How should I sample a runtime-generated texture in all my game's materials?

Currently, I am writing to a dynamic texture at run-time, using


UTexture2D::CreateTransient

I want to use this texture in all my game’s materials.
The only way I know, is to assign this dynamic texture to a material at run-time, by creating a new dynamic material instance at run-time and setting a texture parameter value on it to reference my dynamic texture. To do this for all materials in my game would be tricky/not a good solution.

Can anyone see a better solution?

I did consider writing to a renderTarget instead of a Transient Utexture. In the material editor, I can use a render targets same way it do normal textures. However Im not sure how to write to an existing renderTarget at run-time (efficiently).

Dynamic Material Instances are the only option if you are creating the texture at runtime. Alternatively, you can create a render target asset as you say and have all materials point to that. That’s arguably the most efficient way for a very widely-used texture source.

In terms of updating the render target, it’s no different to any other texture. You can still resize it and draw stuff into it however you like. You just need a reference to it, the same way as any other asset.

As for updating it, there are a few different ways - but I guess it depends on what you’re doing. UE has the “Draw Material To Render Target” system which is pretty nice, or if you want to write pixel values directly, you can use a render command.

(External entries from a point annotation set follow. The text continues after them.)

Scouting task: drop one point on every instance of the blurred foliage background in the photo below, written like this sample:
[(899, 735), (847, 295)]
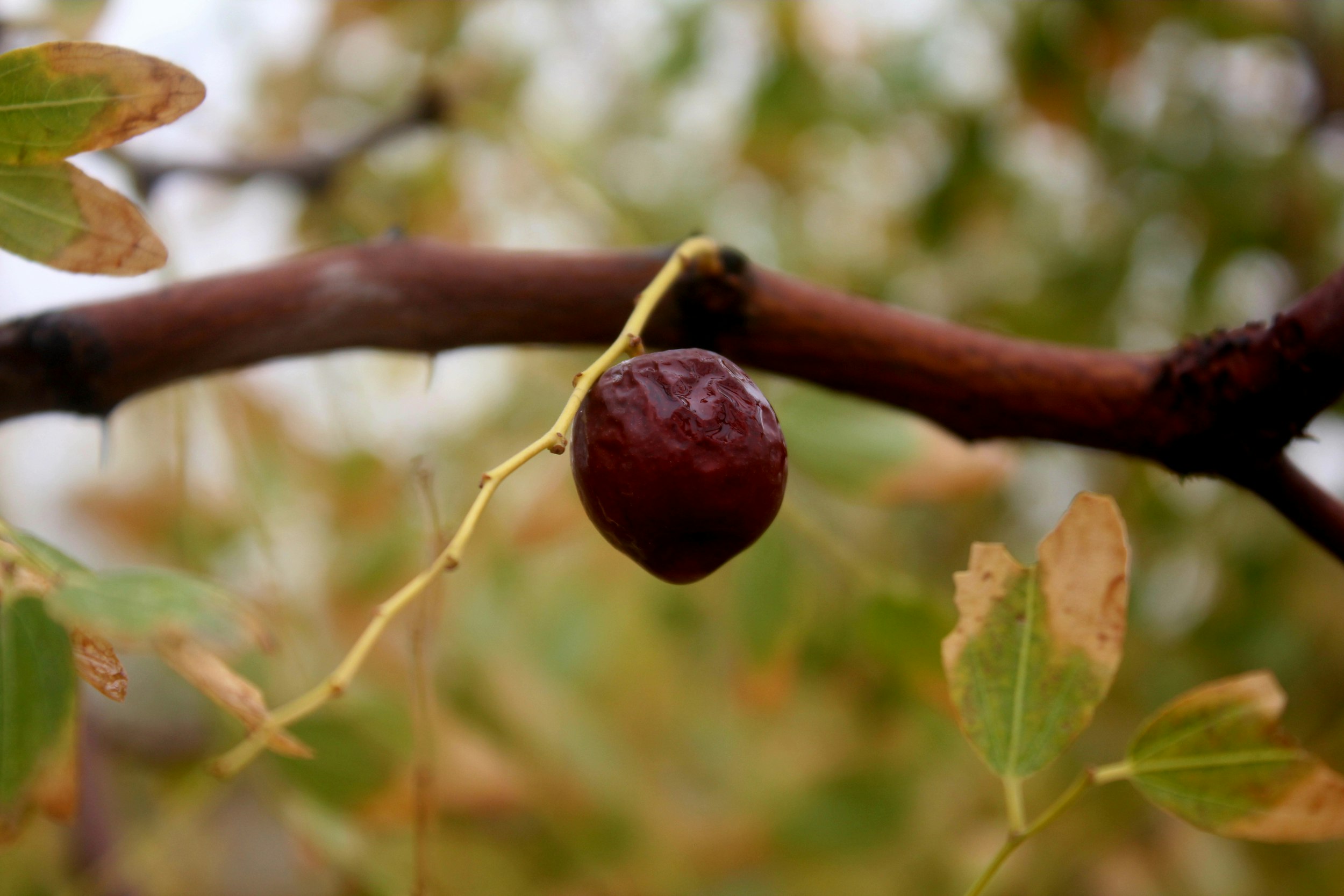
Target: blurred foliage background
[(1096, 173)]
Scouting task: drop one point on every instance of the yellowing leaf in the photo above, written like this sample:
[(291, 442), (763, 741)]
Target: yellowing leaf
[(235, 695), (69, 97), (1218, 758), (140, 605), (1036, 648), (97, 663), (37, 692), (62, 218)]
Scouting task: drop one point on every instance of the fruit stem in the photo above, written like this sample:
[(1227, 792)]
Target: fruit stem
[(698, 250)]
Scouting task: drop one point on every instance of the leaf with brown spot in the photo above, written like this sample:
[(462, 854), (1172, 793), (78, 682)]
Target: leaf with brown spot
[(1036, 648), (97, 663), (62, 218), (1218, 758), (70, 97), (235, 695)]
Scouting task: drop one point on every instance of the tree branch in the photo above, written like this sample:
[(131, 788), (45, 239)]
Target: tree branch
[(1221, 405)]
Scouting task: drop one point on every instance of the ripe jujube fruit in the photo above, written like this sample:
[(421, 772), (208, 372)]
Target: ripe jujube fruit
[(679, 461)]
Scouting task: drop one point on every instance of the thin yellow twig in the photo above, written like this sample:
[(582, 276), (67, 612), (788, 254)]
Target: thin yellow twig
[(423, 698), (694, 250)]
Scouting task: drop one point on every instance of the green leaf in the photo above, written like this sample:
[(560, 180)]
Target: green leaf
[(1036, 648), (69, 97), (356, 752), (1218, 758), (37, 691), (62, 218), (53, 558), (140, 605)]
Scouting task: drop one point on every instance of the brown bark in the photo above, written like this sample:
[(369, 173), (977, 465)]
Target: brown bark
[(1222, 405)]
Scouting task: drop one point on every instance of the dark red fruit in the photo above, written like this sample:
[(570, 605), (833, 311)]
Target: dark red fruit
[(679, 461)]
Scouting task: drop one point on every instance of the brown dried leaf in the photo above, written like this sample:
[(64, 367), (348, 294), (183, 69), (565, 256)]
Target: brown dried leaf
[(70, 97), (1035, 648), (62, 218), (235, 695), (97, 663)]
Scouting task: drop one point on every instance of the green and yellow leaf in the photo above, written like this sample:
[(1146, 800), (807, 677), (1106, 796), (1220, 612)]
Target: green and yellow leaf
[(70, 97), (230, 691), (62, 218), (141, 605), (1218, 758), (37, 692), (1036, 648)]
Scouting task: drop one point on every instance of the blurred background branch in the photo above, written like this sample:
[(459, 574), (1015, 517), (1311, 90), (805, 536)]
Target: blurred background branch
[(311, 170)]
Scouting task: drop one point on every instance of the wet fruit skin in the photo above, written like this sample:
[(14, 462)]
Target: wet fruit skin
[(679, 461)]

Here’s a copy-paste from some of my gamecode. In this case, this is a HDR Render Target and ‘RenderData’ is a TArray<FFloat16Color> of equal size, and matching memory layout. I’m quite literally copying the array into the render target.



if (RenderTarget
&& RenderTarget->Resource
&& RenderTarget->Resource->TextureRHI.IsValid())
{
const uint32 NumBytes = CalculateImageBytes(RenderTarget->SizeX, RenderTarget->SizeY, 0, RenderTarget->GetFormat());

ENQUEUE_RENDER_COMMAND(FHT_ShieldRenderData)(
[Data = RenderData, Bytes = NumBytes, LUT = RenderTarget->Resource->TextureRHI, bFlush = bFlushRendering](FRHICommandListImmediate& RHICmdList)
{
uint32 DestStride = 0;
FFloat16Color* DestBuffer = static_cast<FFloat16Color*>(RHILockTexture2D(LUT->GetTexture2D(), 0, RLM_WriteOnly, DestStride, false, false));

FMemory::Memcpy(DestBuffer, Data.GetData(), Bytes);
RHIUnlockTexture2D(LUT->GetTexture2D(), 0, false, bFlush);
});

return true;
}


Be careful what you pass between render and game thread however. I’m passing data by copying it here, but if you want to reference an object on the render thread or something, you need to use a render fence or somesuch:

https://docs.unrealengine.com/en-US/…ing/index.html

The code above is pretty fast, I’ve not had any issues doing this yet. The real slowdowns come when you do something that calls FlushRenderingCommands(), which blocks Game Thread execution until the rendering thread is done. It’s not really acceptable to use that outside of the editor environment.

Thanks So much TheJamsh

I have some errors though, could you tell me whats wrong? Sorry, im not a programmer.

Looks like you’re just missing the bFlushRendering argument (in my case it was a function param) - you can probably remove it, and just replace bFlush with false.

Just be aware that the types you use may differ depending on the format of the render target - if you do want to use memcpy, you have to be certain that your data and the render target data are the same size, layout and format.